Zircaloy, like all materials, exhibits varying behavior with changes in temperature. To cover the shut-down condition and normal operation condition, three different temperature conditions were used for the analysis: core inlet temperature (290 °C), core outlet temperature (325 °C), and room temperature (21 °C).

Oh [11] presented data for the thermal expansion coefficient of zirconium, while IAEA-TECDOC-949 [12] offers comprehensive material properties used in water-cooled reactors. In determining elastic constant and shear modulus, we took into account factors such as the fast neutron influence, oxygen content, and cold work constant based on the formulas given by Siefken [9] and Geelhood [13].

$$∆=352 \mathrm{p}\mathrm{p}\mathrm{m}$$

$$CW=4.17\times {10}^{-5}$$

$$\Phi =11.4\times {10}^{26} {\displaystyle \raisebox{1ex}{$\mathrm{n}$}\!\left/ \!\raisebox{-1ex}{${\mathrm{m}}^2$}\right.}$$

Using these parameters, the shear and elastic moduli along with Poisson’s ratio were calculated. The results are outlined in

Table 1. Zircaloy-4’s mechanical properties.

Temp. (°C)	Young’s Modulus (GPa)	Shear Modulus (GPa)	Poisson’s Ratio
21	105.678	38.999	0.355
290	89.005	32.436	0.372
325	86.836	31.577	0.375

.

3. Analysis Results and Discussions

Korea Nuclear Fuel Co. (KNF) invested in improving the performance of nuclear fuel specifically in spacer grids and developed a mixing vane for spacer grids. Their investigations ranged from ensuring mechanical integrity to refining core neutronics and thermal hydraulics.

Building upon this foundation, our study advances the field by undertaking a comprehensive examination of structural integrity. We employ sophisticated shell models subjected to normal and shear loads across different temperature conditions, encompassing room temperature, core inlet, and core outlet scenarios. Through this investigation, we aim to provide a comprehensive understanding of generalized structural integrity assessment of the spacer grid, contributing to the robustness and safety of nuclear fuel systems.

Figure 8 illustrates the result of deformation of the 3D shell model following displacement loads under normal loading conditions, while Figure 9 depicts the corresponding patterns under shear loading conditions. Additionally, the force reactions elicited by normal and shear displacement loads across all temperature scenarios are detailed in Figure 10 and Figure 11, respectively. At 21 °C, the reaction force induced by normal loading is approximately 442 times greater than that induced by shear loading. At 325 °C, this difference is around 438 times, demonstrating the relative weakness of shear loading. While the difference slightly decreases as the temperature rises, it remains significantly large. This indicates that the primary influence of normal loading on the structural strength of the spacer grid is maintained even as the temperature increases. These results suggest that the influence of normal loading should be considered the most critical factor in the design and evaluation of spacer grids.
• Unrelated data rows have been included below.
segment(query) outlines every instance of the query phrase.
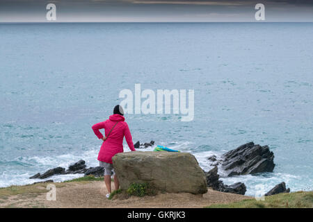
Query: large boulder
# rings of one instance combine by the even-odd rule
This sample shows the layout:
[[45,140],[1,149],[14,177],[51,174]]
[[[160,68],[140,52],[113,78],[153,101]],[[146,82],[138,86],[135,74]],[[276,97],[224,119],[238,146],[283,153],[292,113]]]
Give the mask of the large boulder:
[[271,196],[280,193],[289,193],[289,192],[290,192],[290,189],[289,188],[286,189],[286,184],[284,183],[284,182],[282,182],[280,184],[278,184],[268,192],[265,194],[265,196]]
[[204,194],[205,175],[188,153],[127,152],[112,158],[122,189],[133,183],[148,182],[170,193]]
[[224,153],[221,158],[209,157],[211,166],[220,166],[226,176],[273,172],[274,154],[268,146],[247,143]]
[[154,145],[154,141],[153,140],[151,140],[150,143],[144,144],[141,144],[139,141],[137,141],[137,142],[134,144],[134,147],[136,148],[145,148],[149,146],[152,146],[153,145]]

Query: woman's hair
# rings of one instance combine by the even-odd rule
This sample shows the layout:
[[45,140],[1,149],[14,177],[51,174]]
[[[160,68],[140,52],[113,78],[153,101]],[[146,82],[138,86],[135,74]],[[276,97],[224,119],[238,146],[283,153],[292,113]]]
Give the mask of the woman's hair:
[[116,105],[114,107],[113,114],[118,114],[121,116],[124,116],[124,110],[122,106],[120,105]]

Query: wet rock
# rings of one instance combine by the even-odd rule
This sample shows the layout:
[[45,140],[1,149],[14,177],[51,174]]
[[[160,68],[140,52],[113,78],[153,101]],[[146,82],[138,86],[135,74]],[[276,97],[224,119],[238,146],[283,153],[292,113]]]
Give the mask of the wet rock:
[[221,192],[232,193],[244,195],[247,189],[243,182],[236,182],[232,185],[226,185],[221,180],[218,180],[218,167],[215,166],[209,172],[205,173],[207,184],[209,187]]
[[56,175],[56,174],[63,174],[65,172],[65,169],[58,166],[54,169],[51,169],[47,171],[45,171],[44,173],[40,174],[40,176],[38,177],[40,179],[45,179],[47,178],[49,178],[51,176]]
[[35,174],[34,176],[32,176],[29,178],[29,179],[35,179],[35,178],[39,178],[40,177],[40,173],[38,173],[36,174]]
[[212,161],[212,162],[215,162],[216,161],[216,156],[215,155],[212,155],[211,156],[209,156],[209,157],[207,157],[207,160]]
[[81,160],[68,167],[68,171],[76,171],[86,168],[85,160]]
[[85,172],[85,176],[93,175],[95,177],[103,176],[104,168],[102,166],[90,167]]
[[290,189],[289,188],[286,189],[286,184],[284,183],[284,182],[282,182],[280,184],[278,184],[268,192],[265,194],[265,196],[271,196],[280,193],[289,193],[289,192],[290,192]]
[[207,186],[211,187],[213,189],[218,189],[220,187],[220,182],[218,180],[220,176],[217,172],[218,168],[215,166],[209,172],[205,173]]
[[221,167],[228,176],[273,172],[273,160],[268,146],[250,142],[223,154]]
[[232,185],[223,185],[219,189],[219,191],[244,195],[247,191],[245,184],[241,182]]

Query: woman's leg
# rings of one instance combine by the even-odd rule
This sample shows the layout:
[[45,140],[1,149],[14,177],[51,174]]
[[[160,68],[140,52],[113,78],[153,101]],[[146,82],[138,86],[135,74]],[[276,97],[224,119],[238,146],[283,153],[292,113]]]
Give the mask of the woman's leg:
[[120,181],[115,174],[114,174],[114,189],[118,190],[120,188]]
[[111,175],[104,175],[104,182],[106,184],[108,193],[111,194]]

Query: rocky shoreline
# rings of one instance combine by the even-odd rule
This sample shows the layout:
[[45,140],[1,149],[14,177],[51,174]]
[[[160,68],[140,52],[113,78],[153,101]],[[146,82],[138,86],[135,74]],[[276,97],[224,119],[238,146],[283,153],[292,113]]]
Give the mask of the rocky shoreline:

Furthermore, our buckling analyses have yielded insightful results, revealing six distinct buckling loads corresponding to six calculated modes. These findings are visually represented in Figure 12, with further elaboration provided in

Table 2. Buckling load of the spacer grid shell model for shut-down and normal operating conditions.

Mode	Force (N)
	21 °C	290 °C	325 °C
1	14,538	12,363	12,083
2	14,595	12,412	12,131
3	15,186	12,914	12,621
4	15,305	13,015	12,719
5	18,314	15,566	15,212
6	18,507	15,733	15,375

, highlighting the specific buckling loads identified. Mode 1, representing fundamental axial buckling, showed a clear decrease in structural strength with rising temperature. The shell model consistently demonstrated a reduction in buckling load as temperature increased, with a decrease of approximately 15–20% between 21 °C and 325 °C. This reflects the degradation of Zircaloy-4’s material properties under high-temperature conditions. Higher modes (Modes 2–6) exhibited increasingly complex deformation patterns, including diagonal and torsional components. This trend emphasizes the importance of considering material property degradation in design evaluations.

4. Conclusions

The structural integrity of nuclear fuel assemblies is paramount to ensure reliability under various operational conditions. This study delves into assessing the structural strength of a nuclear fuel spacer grid against both normal and shear loads. By breaking down external loads into a canonical form, we can thoroughly evaluate spacer grid integrity, especially under scenarios such as seismic events where loads are unpredictably directed towards nuclear reactor components.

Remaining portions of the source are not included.